The animal in the picture above is a black bear.
No, you’re not looking at the next gold and white dress debate. (Or was black and blue?)
Even though this guy looks a bit like a lost polar bear or a white grizzly bear, he (or she) is a subspecies of the black bear.
While black bears are common in the Great Smoky Mountains, you probably won’t be seeing a white one like this in the Smokies.
This subspecies of the black bear is called the “Kermode bear” or technically, ursus americanus kermodei. It is also sometimes referred to as a “spirit bear”.
How rare is an albino bear?
Very rare. It’s hard to pinpoint an exact population count, but true albino bears typically do not live as long due to their poor eyesight.
One was spotted by Montana Fish, Wildlife and Parks more than a decade ago, and it’s easy to see the difference between a true albino bear when checking out this rare beauty.
But if you search for an albino bear, you commonly come across information about a Kermode or “spirit” bear. It’s important to note that the Kermode bear is actually not an albino bear.
Still, the Kermode bear is also rare and deserves its own distinctive recognition. So how do you tell the difference? Here are some fun facts about these white, furry anomalies:
6. The Kermode bear is not actually an albino bear
While they are sometimes referred to as albino bears, the pigmentation in their skin and eyes means they are not albino.
This light coloration is the result of a single recessive gene that causes a lack of pigmentation in their fur.
So how do you know know the difference? An albino bear would have a distinctive pink nose.
And in case you’re wondering, spirit bears are also not related to polar bears.
5. The Kermode bears are generally in Canada
Some sources say these bears are exclusively in the region of British Columbia. Bear.org says that about one in one million bears outside of that region is white.
However, Discover Wildlife says these bears can only be found in the Great Bear Rainforest.
Basically, if you think you see one in the Smokies, you should call officials at National Geographic – stat.
4. They are a very rare animal
It’s nearly impossible to say exactly how many of these bears exist, but we do know that they are very rare.
Why are they so rare? Both parents must carry the recessive mutant gene, and only an estimated 1 in 10 bears do.
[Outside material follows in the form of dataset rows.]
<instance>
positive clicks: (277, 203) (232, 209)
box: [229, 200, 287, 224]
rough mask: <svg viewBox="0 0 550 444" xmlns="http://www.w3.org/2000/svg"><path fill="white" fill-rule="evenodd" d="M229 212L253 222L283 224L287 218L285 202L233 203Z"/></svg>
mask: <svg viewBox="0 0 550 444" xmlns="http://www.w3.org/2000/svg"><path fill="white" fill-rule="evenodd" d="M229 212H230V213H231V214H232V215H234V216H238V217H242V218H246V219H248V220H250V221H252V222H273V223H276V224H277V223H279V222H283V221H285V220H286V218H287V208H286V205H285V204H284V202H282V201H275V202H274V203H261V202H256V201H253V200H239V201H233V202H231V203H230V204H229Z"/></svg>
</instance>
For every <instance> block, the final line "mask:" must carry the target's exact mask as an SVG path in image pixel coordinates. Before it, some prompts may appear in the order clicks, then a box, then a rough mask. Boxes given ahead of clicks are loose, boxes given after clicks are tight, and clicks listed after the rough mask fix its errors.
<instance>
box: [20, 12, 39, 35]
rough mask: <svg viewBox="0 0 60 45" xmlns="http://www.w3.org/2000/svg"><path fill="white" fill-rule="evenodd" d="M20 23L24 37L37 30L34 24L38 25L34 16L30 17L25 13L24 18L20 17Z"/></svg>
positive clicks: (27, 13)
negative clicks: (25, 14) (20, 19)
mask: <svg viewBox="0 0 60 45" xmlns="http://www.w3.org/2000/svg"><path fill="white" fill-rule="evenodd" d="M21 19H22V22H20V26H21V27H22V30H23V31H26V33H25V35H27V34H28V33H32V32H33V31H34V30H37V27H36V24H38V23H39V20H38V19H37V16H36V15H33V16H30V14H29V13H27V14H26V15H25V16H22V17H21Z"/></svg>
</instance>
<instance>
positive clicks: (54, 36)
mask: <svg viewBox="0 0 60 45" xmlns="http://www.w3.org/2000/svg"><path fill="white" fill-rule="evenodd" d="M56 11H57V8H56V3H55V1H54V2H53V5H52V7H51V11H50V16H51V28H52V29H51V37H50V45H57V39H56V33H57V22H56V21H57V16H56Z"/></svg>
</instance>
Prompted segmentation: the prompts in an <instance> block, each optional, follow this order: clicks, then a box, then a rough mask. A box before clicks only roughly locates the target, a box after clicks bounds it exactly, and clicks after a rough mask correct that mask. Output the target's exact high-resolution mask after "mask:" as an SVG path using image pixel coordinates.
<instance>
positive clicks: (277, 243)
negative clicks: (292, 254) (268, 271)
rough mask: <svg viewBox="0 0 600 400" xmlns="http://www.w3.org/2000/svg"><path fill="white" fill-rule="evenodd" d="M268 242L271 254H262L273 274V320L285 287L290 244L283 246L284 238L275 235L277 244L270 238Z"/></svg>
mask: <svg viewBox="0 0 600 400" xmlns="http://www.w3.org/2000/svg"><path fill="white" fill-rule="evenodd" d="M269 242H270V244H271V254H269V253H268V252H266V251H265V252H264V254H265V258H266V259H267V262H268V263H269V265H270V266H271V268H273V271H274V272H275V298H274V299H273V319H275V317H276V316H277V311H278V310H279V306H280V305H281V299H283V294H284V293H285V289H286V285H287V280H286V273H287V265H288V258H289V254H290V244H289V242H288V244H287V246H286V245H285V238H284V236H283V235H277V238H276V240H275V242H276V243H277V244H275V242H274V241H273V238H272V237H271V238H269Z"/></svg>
Those seem like slim odds, but thanks to the phenomenon known as positive assortative mating, it’s speculated that white Kermode bears are more likely to breed with other white Kermode bears, and black Kermode bears breed more with black Kermode bears.
This is hypothesized to do with imprinting.
3. They are excellent hunters
Most bears are considered to be good hunters. However, some people assume that a bear with white fur might have a disadvantage.
However, these bears primarily prey on salmon and can blend in with a bright sky better than their black bear counterparts.
The bears also eat berries and insects, similar to their black-furred family.
2. It’s illegal to hunt one
This is true for most rare species, and this is true for Kermode bears in British Columbia. Unfortunately, in some areas where they are indigenous, it is legal to hunt black bears, which could carry the rare gene.
Of course, in the Great Smoky Mountains National Park, black bears are protected.
1. They are revered by Native American culture
Multiple sources say that these bears are considered sacred by Native Americans. According to legend, the spirit or ghost bear is a reminder of times past. Specifically, it’s a reminder of the white color of ice and snow.
Okay, okay, you probably won’t find a white bear or even the cinnamon bears in the Smokies.
But since you might see a “regular” black bear, brush up on these safety tips on what to do if you see one. Also, have the camera ready and enjoy your trip to the Smokies.